The banking regulator has strongarmed Westpac to lift its risk governance standards following its tumultuous money laundering scandal last year.

The country’s second largest bank has agreed to a court enforceable undertaking (CEU) with the Australian Prudential Regulation Authority (APRA) to overhaul its risk culture and oversight of financial crimes.

APRA’s legal leash on Westpac is in response to the 2019 AUSTRAC report that revealed the major bank breached anti-money laundering and counter-terrorism financing laws 23 million times.

The report showed Westpac failed to report accounts to the financial crimes watchdog that were being used to finance human and child sex trafficking in Southeast Asia.

APRA said it expressed concern over the bank’s progress in remediating structural weaknesses that included “immature and reactive” risk culture, unclear accountabilities, capability shortfalls and inadequate oversight.

APRA deputy chair John Lonsdale said the CEU would ensure the risk governance restructure at Westpac would meet standards.

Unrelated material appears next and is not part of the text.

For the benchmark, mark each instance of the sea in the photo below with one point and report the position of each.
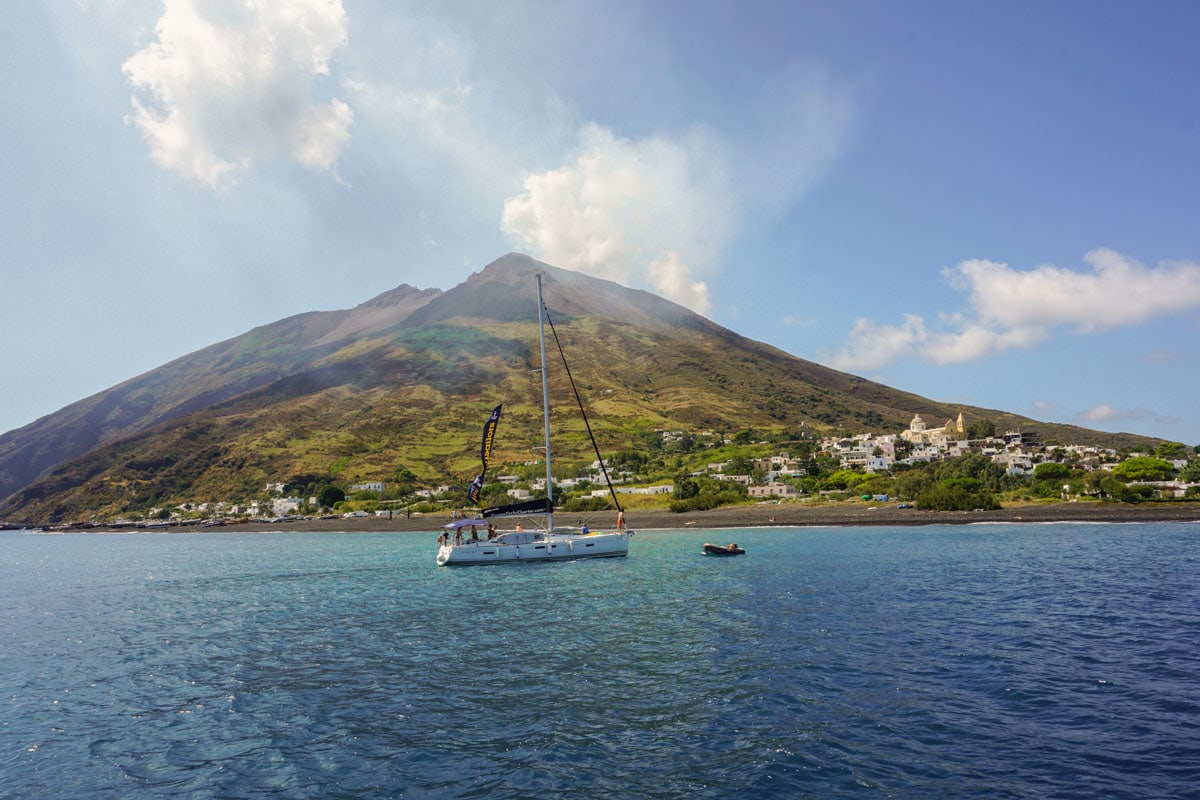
(949, 661)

“Although the bank has made progress in some areas over the past year, it is not good enough,” Mr Lonsdale said.

“Entering into a CEU is a serious step that indicates the severity of the situation. The integrated plan required by the CEU must be designed to deliver the sustainable risk governance step change that APRA requires.”

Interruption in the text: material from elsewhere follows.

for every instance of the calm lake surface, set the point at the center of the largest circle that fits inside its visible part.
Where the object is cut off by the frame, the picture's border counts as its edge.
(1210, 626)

APRA identified that Westpac’s customer outcomes and risk program were not far reaching enough to address the full extent of the risk governance failings.

It also noted the risk governance issues continued to occur, including a breach on Tuesday of APRA’s liquidity standards.

“APRA’s concerns have been communicated directly to the board and senior management with the clear message that the magnitude of improvements that Westpac needs to deliver requires a deep commitment to change at all levels across the organisation,” Mr Lonsdale said.

Westpac chief executive Peter King said the bank acknowledged the findings and would deliver on the requests from the prudential regulator.

“My top priority is to ensure the bank’s risk culture and management of risk meet the

high standards expected of us,” Mr King said.

“We have had constructive discussions with APRA and know we have to deliver a

disciplined step change in our management of financial and non-financial risk.”

The CEU will require Westpac to develop an integrated plan that incorporates addressing both financial and non-financial risks.

APRA will also oversee the implementation of the plan and will assign accountability to certain executive and board members.